高齢化が進み、成人病に対する対応が課題になりつつある。成人病であるか否かは患者から採取した血糖値等の血液成分を検査して判断するが、採血行為自体が患者に過度の心的負担を与えるので、非侵襲な血液の成分濃度測定技術が注目されている。

現在、非侵襲な成分濃度測定方法として誘電分光法がある。誘電分光法は、患者の皮膚内に電磁波を照射し、血糖値を示すグルコース分子等と体内の水分との親和性による相互作用により電磁波を体内に吸収させ、患者の体内を通過した電磁波の振幅及び位相を観測することにより、患者の血液成分濃度を測定する手法である。

しかし、血液内の対象成分に対する電磁波の相互作用は小さく、また、人体への影響を考慮すると照射可能な電磁波の強度には限度があるため、適切な測定結果が得られず、生体の血糖値測定においては十分な効果を得ることができない。

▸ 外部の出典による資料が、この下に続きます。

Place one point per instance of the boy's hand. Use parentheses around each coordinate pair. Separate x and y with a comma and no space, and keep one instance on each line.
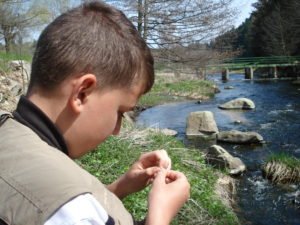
(170,190)
(141,173)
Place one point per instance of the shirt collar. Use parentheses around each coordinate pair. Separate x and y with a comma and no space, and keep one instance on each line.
(31,116)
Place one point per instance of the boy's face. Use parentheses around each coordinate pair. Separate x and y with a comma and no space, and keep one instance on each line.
(102,117)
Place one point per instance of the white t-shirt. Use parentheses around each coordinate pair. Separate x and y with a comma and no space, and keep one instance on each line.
(82,210)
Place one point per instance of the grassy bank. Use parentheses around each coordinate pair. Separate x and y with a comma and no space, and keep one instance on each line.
(282,168)
(113,158)
(171,90)
(6,57)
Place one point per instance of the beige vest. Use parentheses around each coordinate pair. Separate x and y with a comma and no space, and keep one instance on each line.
(36,179)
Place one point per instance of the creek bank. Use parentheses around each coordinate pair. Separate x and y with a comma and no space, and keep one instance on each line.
(282,169)
(13,84)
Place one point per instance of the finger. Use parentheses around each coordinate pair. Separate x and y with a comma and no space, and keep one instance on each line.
(160,177)
(151,171)
(154,158)
(165,160)
(174,175)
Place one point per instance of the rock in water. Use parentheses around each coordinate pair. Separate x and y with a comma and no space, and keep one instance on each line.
(201,123)
(239,137)
(239,103)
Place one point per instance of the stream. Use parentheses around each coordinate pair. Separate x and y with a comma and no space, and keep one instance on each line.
(276,118)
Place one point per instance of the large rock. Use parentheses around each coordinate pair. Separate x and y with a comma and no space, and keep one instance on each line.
(239,103)
(239,137)
(13,83)
(201,123)
(225,188)
(220,158)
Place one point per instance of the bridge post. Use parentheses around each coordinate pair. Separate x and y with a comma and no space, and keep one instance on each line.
(274,72)
(225,74)
(249,73)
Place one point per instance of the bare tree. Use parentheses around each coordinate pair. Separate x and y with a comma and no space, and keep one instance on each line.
(179,29)
(16,16)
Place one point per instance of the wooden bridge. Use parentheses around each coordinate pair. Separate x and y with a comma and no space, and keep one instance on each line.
(249,64)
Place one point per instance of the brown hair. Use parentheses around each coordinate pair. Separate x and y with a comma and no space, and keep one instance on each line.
(92,38)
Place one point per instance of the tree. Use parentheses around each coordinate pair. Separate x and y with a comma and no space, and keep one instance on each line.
(16,16)
(178,30)
(276,28)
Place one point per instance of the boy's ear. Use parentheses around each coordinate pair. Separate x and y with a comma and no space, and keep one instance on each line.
(82,87)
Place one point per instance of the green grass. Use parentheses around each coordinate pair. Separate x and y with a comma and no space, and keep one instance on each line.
(286,159)
(14,56)
(6,57)
(112,158)
(169,91)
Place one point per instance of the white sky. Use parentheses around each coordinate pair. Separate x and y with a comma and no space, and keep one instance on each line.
(245,9)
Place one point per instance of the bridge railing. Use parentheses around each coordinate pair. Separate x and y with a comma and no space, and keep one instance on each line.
(255,62)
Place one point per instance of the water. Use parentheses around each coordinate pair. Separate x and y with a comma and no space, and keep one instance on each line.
(276,118)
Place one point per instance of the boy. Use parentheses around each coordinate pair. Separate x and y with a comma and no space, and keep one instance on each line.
(90,66)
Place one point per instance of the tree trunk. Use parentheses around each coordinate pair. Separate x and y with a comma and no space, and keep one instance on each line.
(145,34)
(140,16)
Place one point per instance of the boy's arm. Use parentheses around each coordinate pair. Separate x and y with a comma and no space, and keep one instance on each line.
(141,173)
(169,192)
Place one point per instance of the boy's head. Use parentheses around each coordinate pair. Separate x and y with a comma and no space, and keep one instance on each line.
(92,38)
(90,66)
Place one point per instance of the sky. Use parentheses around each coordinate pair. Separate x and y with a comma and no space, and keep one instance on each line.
(245,9)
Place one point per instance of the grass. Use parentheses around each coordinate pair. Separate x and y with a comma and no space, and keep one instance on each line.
(6,57)
(112,158)
(165,90)
(282,168)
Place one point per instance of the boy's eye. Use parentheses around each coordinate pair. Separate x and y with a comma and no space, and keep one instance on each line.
(121,114)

一方、マイクロ波等の電磁波を利用した材料分析の分野では、共振法、同軸反射法等の様々な手法を利用して材料の複素誘電率を評価することが行われている。テラヘルツ帯のような高周波では、レンズや放物面鏡を用いた疑似光学系によるフリースペース法により試料の複素誘電率が計測される。上述したグルコース分子等は複素誘電率に相関があるので、その複素誘電率の変化に対応した電気信号の振幅及び位相を測定することにより、試料である人体の血液成分濃度を測定することが可能である。

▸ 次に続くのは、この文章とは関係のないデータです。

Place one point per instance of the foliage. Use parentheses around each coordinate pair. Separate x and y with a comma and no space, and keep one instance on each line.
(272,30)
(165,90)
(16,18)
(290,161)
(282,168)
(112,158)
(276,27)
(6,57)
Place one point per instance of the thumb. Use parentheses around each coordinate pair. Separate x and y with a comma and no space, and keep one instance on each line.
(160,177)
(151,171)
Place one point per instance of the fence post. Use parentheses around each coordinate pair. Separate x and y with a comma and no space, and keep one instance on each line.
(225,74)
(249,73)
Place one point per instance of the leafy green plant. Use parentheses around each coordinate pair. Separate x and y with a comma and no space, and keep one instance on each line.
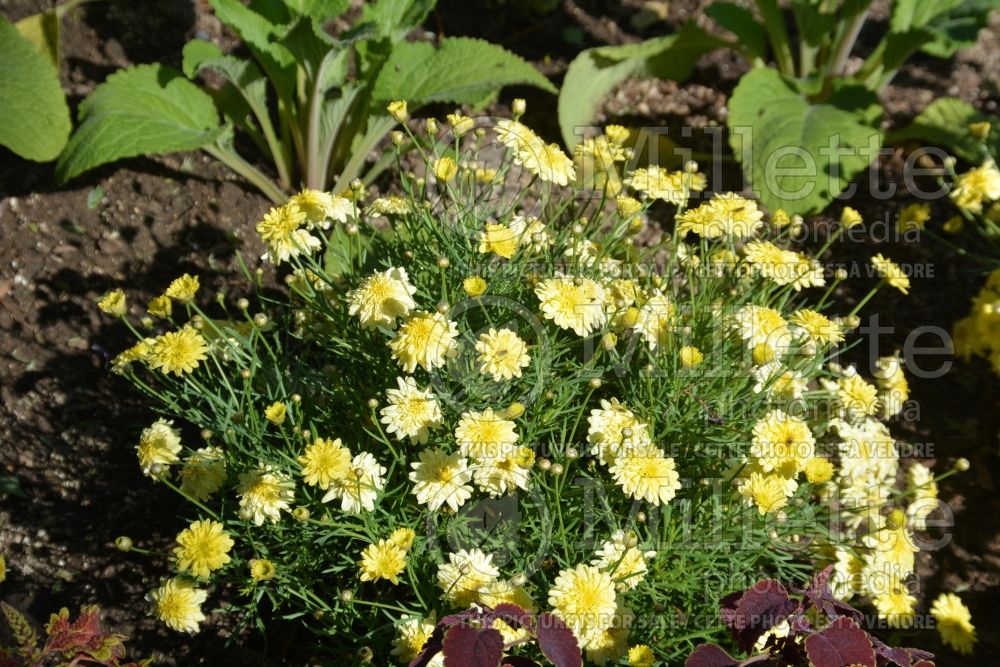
(313,104)
(804,128)
(36,122)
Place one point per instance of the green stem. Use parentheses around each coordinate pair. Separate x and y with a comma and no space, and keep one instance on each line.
(231,159)
(845,44)
(774,23)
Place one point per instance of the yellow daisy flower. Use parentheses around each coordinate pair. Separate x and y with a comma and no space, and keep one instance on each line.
(498,239)
(382,297)
(466,575)
(439,478)
(501,354)
(425,340)
(324,462)
(113,303)
(177,603)
(261,569)
(782,443)
(203,547)
(183,289)
(159,445)
(485,435)
(204,473)
(411,412)
(645,473)
(573,303)
(954,622)
(382,560)
(892,273)
(178,352)
(263,494)
(584,598)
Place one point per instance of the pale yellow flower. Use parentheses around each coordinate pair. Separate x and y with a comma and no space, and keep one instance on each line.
(425,340)
(502,354)
(114,303)
(178,604)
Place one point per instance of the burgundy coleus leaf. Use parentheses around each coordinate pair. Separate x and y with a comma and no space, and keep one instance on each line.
(557,642)
(840,644)
(819,594)
(519,661)
(760,608)
(514,616)
(888,655)
(466,646)
(710,655)
(83,634)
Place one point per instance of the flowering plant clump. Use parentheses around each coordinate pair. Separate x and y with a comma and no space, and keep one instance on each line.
(484,390)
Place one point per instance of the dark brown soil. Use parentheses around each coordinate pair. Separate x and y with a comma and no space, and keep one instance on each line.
(68,426)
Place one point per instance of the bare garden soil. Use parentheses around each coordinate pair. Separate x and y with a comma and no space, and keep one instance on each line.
(68,426)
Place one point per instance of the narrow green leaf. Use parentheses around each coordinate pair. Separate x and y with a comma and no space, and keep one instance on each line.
(463,70)
(595,72)
(35,117)
(318,10)
(392,18)
(42,30)
(945,123)
(148,109)
(797,155)
(908,14)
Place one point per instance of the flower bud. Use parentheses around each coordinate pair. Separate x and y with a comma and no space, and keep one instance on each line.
(397,110)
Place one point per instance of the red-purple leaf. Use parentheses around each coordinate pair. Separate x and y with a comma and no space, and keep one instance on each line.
(430,649)
(557,642)
(519,661)
(710,655)
(839,644)
(818,592)
(760,608)
(514,616)
(465,646)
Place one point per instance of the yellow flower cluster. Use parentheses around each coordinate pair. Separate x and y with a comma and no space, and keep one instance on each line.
(467,346)
(978,334)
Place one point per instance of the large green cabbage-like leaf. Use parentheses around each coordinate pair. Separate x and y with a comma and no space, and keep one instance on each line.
(148,109)
(35,119)
(463,70)
(945,123)
(799,156)
(595,72)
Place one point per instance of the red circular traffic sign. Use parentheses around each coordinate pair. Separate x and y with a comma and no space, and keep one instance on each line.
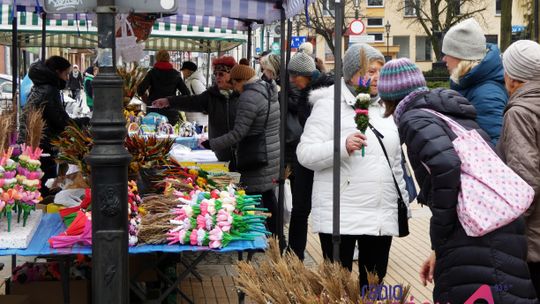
(357,27)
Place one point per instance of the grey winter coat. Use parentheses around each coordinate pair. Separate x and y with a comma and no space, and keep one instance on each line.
(520,148)
(250,117)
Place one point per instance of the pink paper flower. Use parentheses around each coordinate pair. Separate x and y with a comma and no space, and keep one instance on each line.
(201,221)
(193,237)
(361,111)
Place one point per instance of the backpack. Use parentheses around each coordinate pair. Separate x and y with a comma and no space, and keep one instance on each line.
(491,194)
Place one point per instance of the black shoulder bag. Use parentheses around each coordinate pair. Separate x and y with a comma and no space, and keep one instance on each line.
(251,153)
(403,218)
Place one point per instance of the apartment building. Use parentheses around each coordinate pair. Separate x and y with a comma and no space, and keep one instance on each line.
(406,37)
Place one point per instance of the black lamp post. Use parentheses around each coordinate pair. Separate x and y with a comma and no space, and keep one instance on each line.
(387,27)
(109,162)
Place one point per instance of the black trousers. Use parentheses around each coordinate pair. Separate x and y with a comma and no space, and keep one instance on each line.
(373,252)
(301,208)
(269,201)
(534,269)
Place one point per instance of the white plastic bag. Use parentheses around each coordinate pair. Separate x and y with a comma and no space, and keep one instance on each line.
(126,45)
(287,201)
(69,197)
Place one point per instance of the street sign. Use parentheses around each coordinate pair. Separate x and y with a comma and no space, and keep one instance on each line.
(296,41)
(517,28)
(357,27)
(121,6)
(275,48)
(361,39)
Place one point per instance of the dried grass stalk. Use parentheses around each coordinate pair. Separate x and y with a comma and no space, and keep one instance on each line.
(35,125)
(158,204)
(6,128)
(285,280)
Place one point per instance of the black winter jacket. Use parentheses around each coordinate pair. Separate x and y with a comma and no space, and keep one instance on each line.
(163,82)
(463,263)
(75,83)
(46,94)
(221,110)
(251,114)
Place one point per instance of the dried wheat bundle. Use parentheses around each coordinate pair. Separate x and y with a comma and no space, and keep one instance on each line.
(34,126)
(6,129)
(285,280)
(158,204)
(154,227)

従来の誘電分光装置として、マイクロ波からミリ波以上の周波数帯では、光電気変換技術を利用した誘電分光装置がある。特許文献1に開示された誘電分光装置の構成を図5に示す。この図5は、特許文献1の図4に対応する。

図5に示す誘電分光装置は、2つの連続波光の差周波に対応する周波数のTHzビームを第1フォトミキサ6aから測定試料100へ照射し、その測定試料100を透過・反射したTHzプローブビームを第2フォトミキサ6bでホモダイン検波して、電気信号の振幅及び位相を測定する方式が採られている。

また、電磁波をホモダイン検波する際には、第2フォトミキサ6bでのミキシング時における2つの光路・空間伝搬長が一致している必要があるため、空間を伝搬する電磁波の伝搬長や光が伝搬する光ファイバ長が調整されている。具体的には、第1カプラ3aから第1フォトミキサ6aを介する第2フォトミキサ6bまでの光ファイバ長及び空間伝搬長と、第2カプラ3bから第2フォトミキサ6bまでの光ファイバ長とを一致させている。

次に、測定試料について説明する。生体内部には水分等が含まれており、疑似的に水溶液や油等の液体試料を評価する際には、溶液セルに液体試料を封入又はフロー供給して測定することが一般的である。サンプルセルのサイズは、例えば、ビームサイズ以上として数ミリ×数ミリ角以上であり、サンプルを固定する窓材料としては、高抵抗Si、Zカット水晶、高密度ポリエチレン、ポリメチルペンテン等、測定周波数に応じて透過率の高い材料が用いられる。サンプルセルは、インレットとアウトレットを備えるフローセル構成とされる場合もある。

また、誘電率測定用セルの場合、テラヘルツ波を透過する窓材が設けられているが、図5に示した連続波電磁波分光測定法では、窓材の厚さに依存するテラヘルツ波の多重反射が生ずることが知られている。2つの窓材の厚さ、セル厚、及び誘電率から多重反射の影響を排除することは容易ではないので、例えば、移動平均をとることによりスペクトル上の干渉リプルを低減する方法が採られている。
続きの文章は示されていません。